Formation of composite dykes by contact remelting and magma mingling: The Shaluta pluton, Transbaikalia (Russia)

A unique opportunity to study the source areas, from which composite dykes were injected, occurs in the Shaluta pluton, Transbaikalia, Russia. The major quartz syenite pluton was intruded by several synplutonic gabbro bodies of various sizes. Investigations of the contact zones between gabbro and host syenite showed that liquid basalt magma intruded the incompletely crystallized coarse-grained quartz syenite with T=700–720°C and caused contact remelting of the silicic rock at about 900–950°C. Mechanical interaction between newly formed silicic melt and partially crystallized mafic magma resulted in extensive magma mingling.
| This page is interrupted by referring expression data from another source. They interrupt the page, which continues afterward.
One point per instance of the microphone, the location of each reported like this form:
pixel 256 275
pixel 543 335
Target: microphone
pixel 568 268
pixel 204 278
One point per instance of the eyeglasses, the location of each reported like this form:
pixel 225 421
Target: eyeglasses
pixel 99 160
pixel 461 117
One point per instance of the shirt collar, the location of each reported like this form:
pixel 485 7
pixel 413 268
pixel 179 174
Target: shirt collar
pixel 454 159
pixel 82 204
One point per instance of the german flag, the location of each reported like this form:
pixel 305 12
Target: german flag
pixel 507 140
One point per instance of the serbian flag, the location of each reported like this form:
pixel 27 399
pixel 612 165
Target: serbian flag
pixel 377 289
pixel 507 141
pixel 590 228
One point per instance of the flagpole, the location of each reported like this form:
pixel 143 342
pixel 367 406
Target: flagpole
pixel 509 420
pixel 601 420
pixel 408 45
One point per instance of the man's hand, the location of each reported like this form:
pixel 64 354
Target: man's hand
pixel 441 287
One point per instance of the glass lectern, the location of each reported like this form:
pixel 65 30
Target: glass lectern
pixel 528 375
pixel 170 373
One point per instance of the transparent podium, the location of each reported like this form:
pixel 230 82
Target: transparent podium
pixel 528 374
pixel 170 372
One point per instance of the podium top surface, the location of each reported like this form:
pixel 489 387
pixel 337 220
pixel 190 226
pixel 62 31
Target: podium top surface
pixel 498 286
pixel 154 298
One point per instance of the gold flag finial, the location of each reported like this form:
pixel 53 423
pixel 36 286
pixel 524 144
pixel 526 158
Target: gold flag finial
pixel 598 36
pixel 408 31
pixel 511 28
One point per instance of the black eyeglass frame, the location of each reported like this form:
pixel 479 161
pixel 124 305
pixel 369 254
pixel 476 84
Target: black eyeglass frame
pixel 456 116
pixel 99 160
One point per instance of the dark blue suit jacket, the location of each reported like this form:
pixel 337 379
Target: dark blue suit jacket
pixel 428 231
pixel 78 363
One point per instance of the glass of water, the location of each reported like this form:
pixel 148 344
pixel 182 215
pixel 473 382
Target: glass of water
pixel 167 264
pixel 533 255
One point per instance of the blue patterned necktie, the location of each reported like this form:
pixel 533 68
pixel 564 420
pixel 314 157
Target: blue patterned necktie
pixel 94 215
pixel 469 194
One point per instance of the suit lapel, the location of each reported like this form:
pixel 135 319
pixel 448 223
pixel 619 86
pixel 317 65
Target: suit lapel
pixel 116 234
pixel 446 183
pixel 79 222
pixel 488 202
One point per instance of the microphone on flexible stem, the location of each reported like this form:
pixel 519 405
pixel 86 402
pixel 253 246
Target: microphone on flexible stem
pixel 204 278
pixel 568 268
Chemical interaction was exhibited by migration of MgO, CaO, FeO∗, Sr, H2O and Cl from the basalt magma, whereas silica, alkalis, Rb and Ba migrated from the silicic refusion zone into the crystallized gabbro. Presence of melt inclusions with homogenization temperature ranging from 640 to 790°C in quartz and attaining 850–900°C in late clinopyroxene indicates that at least part of newly formed minerals crystallized from the hybrid melt. Mingled magmatic material was squeezed out inwards, into the host solid quartz syenite pluton and formed dyke-like apophyses that can be traced for a distance of 60–70m from the contact zone. Apophyses have the same dimensions, structure and composition as typical composite dykes that are common in the roof pendant over the gabbro bodies and nearby the gabbro exposures.